Fig. 9.. NARF is highly expressed in human breast cancers and is correlated with patient mortality.

(A) NARF mRNA expression in primary breast cancer samples (n = 1097) relative to adjacent normal tissue (n = 114) from TCGA database is shown. ****P < 0.0001 versus normal (two-tailed Student’s t test). (B) NARF protein expression in primary breast cancer samples (n = 125) relative to normal breast tissue (n = 18) from Clinical Proteomic Tumor Analysis Consortium database is shown. **P < 0.01 versus normal (two-tailed Student’s t test). (C) The relative log₂ expression of NARF mRNA from 700 human breast cancer specimens that were stratified according to molecular subtype is shown. Statistical analysis was performed by one-way ANOVA with Bonferroni’s post hoc testing; P < 0.0001 for basal-like versus other groups. (D) Kaplan-Meier analysis of relapse-free survival over 10 years was performed on the basis of clinical and molecular data from 4929 breast cancer patients. The patients were stratified by NARF mRNA levels in the primary tumor, which were greater (red) or less (black) than the median. The hazard ratio (HR) and P value (log-rank test) are shown. (E and F) Immunohistochemical staining for NARF was performed in tumor tissue from 89 patients with breast cancer (E). Kaplan-Meier analysis for overall survival (F) was performed according to scoring of NARF expression.

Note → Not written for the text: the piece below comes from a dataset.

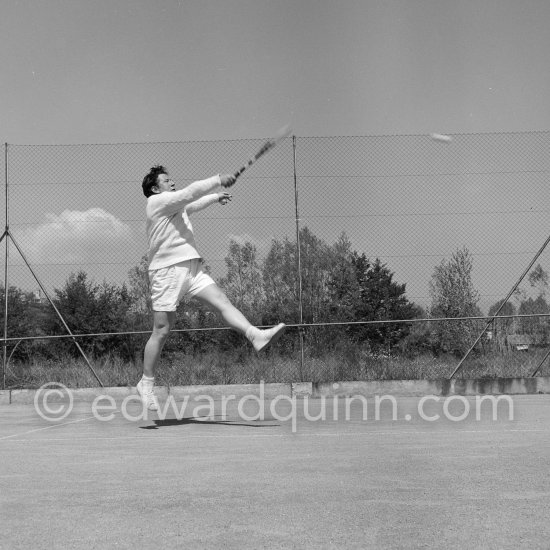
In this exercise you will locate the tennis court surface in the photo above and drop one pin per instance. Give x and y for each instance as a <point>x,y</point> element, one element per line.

Fig. 10.. HIF-1–dependent NARF expression promotes OCT4-mediated breast cancer stem cell specification.

(A and B) Hypoxia induces HIF-1–mediated expression of NARF (A), which enables KDM6A recruitment to OCT4 binding sites to erase inhibitory H3K27me3 chromatin marks, thereby licensing transcription of OCT4 target genes encoding pluripotency factors (NANOG, KLF4, and SOX2) that specify the BCSC phenotype (B).